Crimea: Military. The Russian navy sank the mothballed Ochakov, an anti-submarine ship belonging to the Black Sea Fleet, at the entrance to Lake Donuzlav overnight 5 March, according to the Ukrainian Defense Ministry.
Comment: This action blocks the channel. It denies the Kyiv regime use of its ships and frees up Russian ships that had blockaded the port. News service reports said Russia had been using 10 ships to block the port, including the guided missile cruiser Moskva.
Crimea: Political. Crimea's lawmakers on Thursday unanimously voted to ask to be a part of Russia and set 16 March as the date for a popular referendum on secession.
The Crimean members of the regional parliament asked Russian President Vladimir Putin the allow them to "enter into the Russian Federation with the rights of a subject of the Russian Federation."
The referendum will contain two questions: whether Crimea should join Russia or whether it should remain part of Ukraine.
The city council of Sevastopol also voted in an emergency session to join Russia as a subject of the Russian Federation.

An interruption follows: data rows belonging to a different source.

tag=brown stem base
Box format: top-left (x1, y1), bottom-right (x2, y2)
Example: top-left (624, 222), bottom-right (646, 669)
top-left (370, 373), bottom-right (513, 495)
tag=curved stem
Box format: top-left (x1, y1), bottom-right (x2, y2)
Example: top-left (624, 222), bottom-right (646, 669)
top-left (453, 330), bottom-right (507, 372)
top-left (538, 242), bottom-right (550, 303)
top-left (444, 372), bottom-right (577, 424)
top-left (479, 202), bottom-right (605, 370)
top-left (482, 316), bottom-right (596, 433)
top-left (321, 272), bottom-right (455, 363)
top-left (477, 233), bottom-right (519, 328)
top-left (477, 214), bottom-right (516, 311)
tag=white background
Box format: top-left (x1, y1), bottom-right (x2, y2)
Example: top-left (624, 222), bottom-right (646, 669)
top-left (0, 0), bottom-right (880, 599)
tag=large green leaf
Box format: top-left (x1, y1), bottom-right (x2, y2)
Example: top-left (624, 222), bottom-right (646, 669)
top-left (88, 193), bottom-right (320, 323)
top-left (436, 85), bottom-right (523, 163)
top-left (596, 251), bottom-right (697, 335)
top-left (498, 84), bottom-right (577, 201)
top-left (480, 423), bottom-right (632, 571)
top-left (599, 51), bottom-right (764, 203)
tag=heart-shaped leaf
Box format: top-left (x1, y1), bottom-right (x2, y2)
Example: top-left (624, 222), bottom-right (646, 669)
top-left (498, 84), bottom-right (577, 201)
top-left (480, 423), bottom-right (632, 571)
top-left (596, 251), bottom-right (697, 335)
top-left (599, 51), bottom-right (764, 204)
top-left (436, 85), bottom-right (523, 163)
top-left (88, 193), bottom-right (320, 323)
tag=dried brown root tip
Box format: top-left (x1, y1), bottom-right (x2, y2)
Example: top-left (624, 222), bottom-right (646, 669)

Sevastopol is governed directly from Kyiv as a national city.
Comment: The referendum will not contain an obvious third choice - to become independent. One commentator suggested the reason for the omission is that most Crimeans would probably vote for independence.
Ukrainian reaction: Ukrainian prime minister Yatsenyuk called the Crimean parliament's act "illegitimate."
The Ukrainian Security Service (SBU) press service reported that the SBU is charging Vladimir Konstantinov, chairman of the Autonomous Republic of Crimea Supreme Council; and Sergey Aksenov, "self-proclaimed" head of the republic Council of Ministers, with committing actions aimed at violently changing or overthrowing the constitutional order or at seizing state power. These crimes come under Articles 27 and 109 of the Ukrainian Criminal Code, according to the press release.
Comment: Both sides continue to take actions that are difficult to reverse and which make the crisis more difficult to settle peaceably.